Хортон поглядел на Никодимуса, сгорбившегося у огня и наблюдавшего за готовящимися бифштексами.
– Ты ей сказал? – спросил Хортон.
– У меня не было случая, – ответил Никодимус. – Она не дала мне такой возможности. Она была так возбуждена, узнавши, что я говорю, как она выразилась, на «старом языке».
– Чего он мне не сказал? – осведомилась Элейна.
– Тоннель закрыт. Он не работает.
– Но он ведь привел меня сюда.
– Сюда он вас привел. Но обратно не выведет. Он выведен. Он вышел из строя. Работает только в одном направлении.
– Но это невозможно. Есть ведь панели управления.
– Про панель управления я знаю, – проворчал Никодимус. – Я над ней работал. Пытался починить.
– И как успехи?
– Не особенно хорошо, – признался Никодимус.
– Все мы в ловушке, – заявил Плотоядец, – если только этот чертов тоннель невозможно исправить.
– Может быть, я могу помочь, – сказала Элейна.
– Коли сможете, – сказал Плотоядец, – так призываю вас сделать все, что в ваших силах. Питал я надежду, что, коли тоннель не будет починен, так я смогу соединиться с Хортоном и роботом на корабле, однако теперь надежда эта иссякла и похоже, что так не будет. Этот сон, о котором вы говорили, это усыпление пугает меня. Нет у меня желания быть замороженным.
– Мы об этом уже беспокоились, – признался ему Хортон
– Никодимус разбирается в замораживании. У него есть трансмог техника по анабиозу. Но он знает только, как замораживать людей. С тобой может оказаться совсем другое дело – у тебя другая химия тела.
– Так с этим покончено, – посетовал Плотоядец.

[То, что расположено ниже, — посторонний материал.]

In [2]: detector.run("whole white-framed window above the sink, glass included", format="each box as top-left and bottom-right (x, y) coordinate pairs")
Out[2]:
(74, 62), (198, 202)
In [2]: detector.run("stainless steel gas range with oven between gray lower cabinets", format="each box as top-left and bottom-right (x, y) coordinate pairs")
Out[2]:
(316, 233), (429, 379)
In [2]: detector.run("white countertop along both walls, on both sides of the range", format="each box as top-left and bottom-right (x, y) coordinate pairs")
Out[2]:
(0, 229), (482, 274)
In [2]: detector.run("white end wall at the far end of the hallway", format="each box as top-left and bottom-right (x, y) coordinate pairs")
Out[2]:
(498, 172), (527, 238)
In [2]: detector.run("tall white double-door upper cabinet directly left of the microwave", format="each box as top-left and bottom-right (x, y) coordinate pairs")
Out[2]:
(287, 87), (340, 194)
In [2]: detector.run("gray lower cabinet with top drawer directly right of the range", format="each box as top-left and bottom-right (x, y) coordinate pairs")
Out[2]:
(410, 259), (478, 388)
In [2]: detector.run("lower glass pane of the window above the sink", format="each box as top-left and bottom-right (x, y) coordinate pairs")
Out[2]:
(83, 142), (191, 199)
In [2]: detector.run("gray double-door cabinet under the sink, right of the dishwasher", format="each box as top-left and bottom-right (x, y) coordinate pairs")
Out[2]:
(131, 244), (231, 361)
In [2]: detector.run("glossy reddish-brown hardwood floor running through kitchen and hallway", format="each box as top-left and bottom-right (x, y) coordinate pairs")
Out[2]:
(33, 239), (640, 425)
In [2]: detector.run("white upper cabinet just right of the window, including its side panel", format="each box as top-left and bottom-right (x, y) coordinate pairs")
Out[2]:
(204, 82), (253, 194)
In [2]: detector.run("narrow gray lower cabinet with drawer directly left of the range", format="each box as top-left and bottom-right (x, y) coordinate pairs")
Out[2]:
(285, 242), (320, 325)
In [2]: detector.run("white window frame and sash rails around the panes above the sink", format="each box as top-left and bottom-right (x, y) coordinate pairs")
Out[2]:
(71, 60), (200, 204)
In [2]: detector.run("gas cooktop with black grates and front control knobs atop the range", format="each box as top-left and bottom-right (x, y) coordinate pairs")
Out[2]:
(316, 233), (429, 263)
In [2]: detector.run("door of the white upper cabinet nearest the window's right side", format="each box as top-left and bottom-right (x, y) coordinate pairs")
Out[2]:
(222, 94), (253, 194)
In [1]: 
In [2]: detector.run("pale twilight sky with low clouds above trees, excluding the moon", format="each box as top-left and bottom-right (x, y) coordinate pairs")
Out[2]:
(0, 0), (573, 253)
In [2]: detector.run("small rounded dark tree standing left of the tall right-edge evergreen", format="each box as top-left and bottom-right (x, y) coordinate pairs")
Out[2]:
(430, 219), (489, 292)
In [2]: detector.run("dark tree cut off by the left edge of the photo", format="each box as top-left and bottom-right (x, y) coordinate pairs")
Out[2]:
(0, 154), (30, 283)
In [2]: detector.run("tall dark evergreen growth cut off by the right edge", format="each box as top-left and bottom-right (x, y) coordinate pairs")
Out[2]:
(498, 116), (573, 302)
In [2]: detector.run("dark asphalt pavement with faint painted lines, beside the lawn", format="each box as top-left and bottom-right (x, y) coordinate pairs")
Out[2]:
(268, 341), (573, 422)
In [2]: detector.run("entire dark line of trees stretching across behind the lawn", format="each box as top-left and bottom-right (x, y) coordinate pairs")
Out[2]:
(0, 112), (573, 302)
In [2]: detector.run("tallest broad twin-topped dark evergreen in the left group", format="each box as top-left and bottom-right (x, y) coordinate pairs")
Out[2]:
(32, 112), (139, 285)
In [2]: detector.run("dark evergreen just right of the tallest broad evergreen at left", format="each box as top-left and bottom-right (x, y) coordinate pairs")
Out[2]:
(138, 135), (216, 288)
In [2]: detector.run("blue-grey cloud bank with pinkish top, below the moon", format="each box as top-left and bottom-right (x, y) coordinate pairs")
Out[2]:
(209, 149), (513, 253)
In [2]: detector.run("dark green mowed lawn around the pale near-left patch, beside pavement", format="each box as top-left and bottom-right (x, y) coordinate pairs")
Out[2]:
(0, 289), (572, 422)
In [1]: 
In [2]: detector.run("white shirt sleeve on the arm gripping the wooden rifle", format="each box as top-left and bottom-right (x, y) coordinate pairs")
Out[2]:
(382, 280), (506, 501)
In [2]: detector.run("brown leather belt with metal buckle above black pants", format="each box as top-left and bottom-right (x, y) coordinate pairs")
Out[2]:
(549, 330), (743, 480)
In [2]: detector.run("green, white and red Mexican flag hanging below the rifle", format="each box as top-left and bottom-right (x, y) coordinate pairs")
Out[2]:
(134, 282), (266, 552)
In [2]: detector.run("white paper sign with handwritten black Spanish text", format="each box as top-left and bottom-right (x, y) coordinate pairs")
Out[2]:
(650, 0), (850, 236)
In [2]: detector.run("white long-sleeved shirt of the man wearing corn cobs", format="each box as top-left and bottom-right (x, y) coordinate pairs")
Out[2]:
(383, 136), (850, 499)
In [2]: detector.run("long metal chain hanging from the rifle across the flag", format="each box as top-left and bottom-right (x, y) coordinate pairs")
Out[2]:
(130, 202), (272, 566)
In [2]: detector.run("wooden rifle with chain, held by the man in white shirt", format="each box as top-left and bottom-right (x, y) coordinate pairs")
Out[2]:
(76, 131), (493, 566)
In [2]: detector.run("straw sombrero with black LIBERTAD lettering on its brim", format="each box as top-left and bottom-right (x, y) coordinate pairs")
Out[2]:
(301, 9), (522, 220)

– Итак, тоннель должен быть исправлен.
– А вы не кажетесь слишком обеспокоенной, – обратился Хортон к Элейне.
– О, я, пожалуй, я обеспокоена, – призналась она. – Но люди моего народа не сетуют на судьбу. Мы принимаем жизнь, как она есть. Хорошее и дурное. Мы знаем, что и то и другое неизбежно.
Плотоядец, покончив с едой, поднялся, потирая руками окровавленное рыло.
– Теперь я иду охотиться, – обьявил он. – Принесу свежее мясо.
– Подожди, пока мы поедим, – предложил Хортон. – И я пойду с тобой.
– Лучше не стоит, – возразил Плотоядец. – Вы распугаете дичь.
Он пошел было прочь, затем повернулся.
– Одно вы могли бы сделать, – сказал он. – Вы можете бросить старое мясо в пруд. Но зажмите при этом нос.
– Уж как-нибудь справлюсь, – сказал Хортон.
– Отменно, – заявил Плотоядец и ушел вперевалку, направляясь к востоку по тропе, ведущей к заброшенному поселению.
– Как вы с ним повстречались? – спросила Элейна. – И кто он такой, собственно?
– Он ожидал нас, когда мы приземлились, – ответил Хортон. – Кто он такой, мы не знаем. Он говорит, что попался здесь вместе с Шекспиром…
– Шекспир, судя по его черепу, человек.
– Да, но о нем нам известно немногим больше, чем о Плотоядце. Хотя возможно, мы сможем узнать побольше. У него был томик с полным собранием Шекспира и он исписал по полям всю книгу. Каждый клочок, где только оставалась чистая бумага.
– Вы что-нибудь из этого прочитали?
– Кое-что. Осталось еще много.
– Мясо готово, – сказал Никодимус. – Тарелка только одна и только один столовый набор. Вы не возражаете, Картер, если я отдам его леди?
– Отнюдь не возражаю, – ответил Хортон. – Я и руками управлюсь.
– Ну, так отлично, – сказал Никодимус. – Я отправляюсь к тоннелю.
– Как только я поем, – сказала Элейна, – я спущусь посмотреть, как ты управляешься.
– Хотел бы я, чтоб вы пришли, – заявил робот. – Я там головы от хвоста не отличу.
– Это довольно просто, – сказала Элейна. – Две панели, одна поменьше другой. Та, что меньше, управляет щитом на большой панели, панели управления.
– Там нет двух панелей, – сообщил Никодимус.